Although it is the ultimate aim of reg to produce referring noun phrases, most current reg algorithms are limited to content determination: They determine which properties are expressed, but they seldom determine how and in which order they are realized, leaving the decision between, for example, the big red car and the red big car to a generic and independent realisation algorithm (paceKhan et al., 2012; Siddharthan & Copestake, 2004). But if algorithms are to offer full models of reference, they will need to address linguistic realization in its full generality. Psycholinguists have long suggested that incrementality plays an important role here as well. Pechmann (1989), for example, observed that participants often realized color before they realized size, even though this is not the preferred word order, and argued that this is because color is recognized faster than size, because color is not a relative property. Recently, this idea has received support from a study by Brown-Schmidt and Tanenhaus (2006), who showed that the timing of speakers’ fixations to a distractor (e.g., a large triangle) predicted whether they produced a prenominal adjective (the small triangle) or a repair following the noun (the triangle…the small one). Furthermore, fixations to the distractor were made earlier when speakers produced a prenominal adjective than a postnominal modifying phrase (the triangle with the small squares in the context of a triangle with large squares). This supports the idea that information that is first fixated and accessed is encoded first in the referring expression. Future algorithms could incorporate these findings, for example, by making sure that highly salient properties that are rapidly encoded are realized earlier in referring expressions than less salient properties.

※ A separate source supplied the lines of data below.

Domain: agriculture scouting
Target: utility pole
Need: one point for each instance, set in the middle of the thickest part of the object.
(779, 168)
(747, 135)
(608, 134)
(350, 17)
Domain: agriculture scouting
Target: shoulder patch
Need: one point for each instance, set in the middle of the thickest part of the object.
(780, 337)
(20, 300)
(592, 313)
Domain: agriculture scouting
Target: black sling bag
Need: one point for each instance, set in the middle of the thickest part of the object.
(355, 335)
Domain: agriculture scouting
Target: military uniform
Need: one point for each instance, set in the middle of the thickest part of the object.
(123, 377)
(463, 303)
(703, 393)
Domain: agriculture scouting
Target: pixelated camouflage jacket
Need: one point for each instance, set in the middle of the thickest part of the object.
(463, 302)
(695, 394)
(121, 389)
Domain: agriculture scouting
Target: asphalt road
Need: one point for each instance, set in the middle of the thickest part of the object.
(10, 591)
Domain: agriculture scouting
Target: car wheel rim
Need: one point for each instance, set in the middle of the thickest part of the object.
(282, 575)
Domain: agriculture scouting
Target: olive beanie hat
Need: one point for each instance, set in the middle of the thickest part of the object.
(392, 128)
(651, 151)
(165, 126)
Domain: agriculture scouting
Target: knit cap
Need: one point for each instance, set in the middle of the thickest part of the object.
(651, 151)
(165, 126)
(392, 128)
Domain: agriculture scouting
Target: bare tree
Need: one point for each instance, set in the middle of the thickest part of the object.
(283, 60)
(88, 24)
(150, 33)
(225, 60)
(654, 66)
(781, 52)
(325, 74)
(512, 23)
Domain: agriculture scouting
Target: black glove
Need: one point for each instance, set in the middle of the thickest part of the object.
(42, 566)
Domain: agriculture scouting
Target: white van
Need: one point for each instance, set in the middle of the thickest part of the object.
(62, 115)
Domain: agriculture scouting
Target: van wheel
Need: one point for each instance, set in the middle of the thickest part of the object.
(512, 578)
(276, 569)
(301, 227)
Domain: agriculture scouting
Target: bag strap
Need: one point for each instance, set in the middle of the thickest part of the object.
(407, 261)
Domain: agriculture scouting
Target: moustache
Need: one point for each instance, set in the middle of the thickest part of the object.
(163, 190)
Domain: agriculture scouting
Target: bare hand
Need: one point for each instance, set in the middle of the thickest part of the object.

Finally, as was already pointed out by Dale and Reiter (1995), some algorithms are unlikely to be psychologically realistic, because they are computationally very costly to run when there is a large number of distractors. Under such conditions, which are quite typical of real-life situations, such algorithms would thus be very slow. Given the limited processing capacity of humans and their reliance on ‘‘fast and frugal’’ heuristics rather than exact calculations (Gigerenzer & Goldstein, 1996; Simon, 1956; Tversky & Kahneman, 1982), it seems likely that human processing mechanisms use clever shortcuts that will need to be incorporated into future algorithms.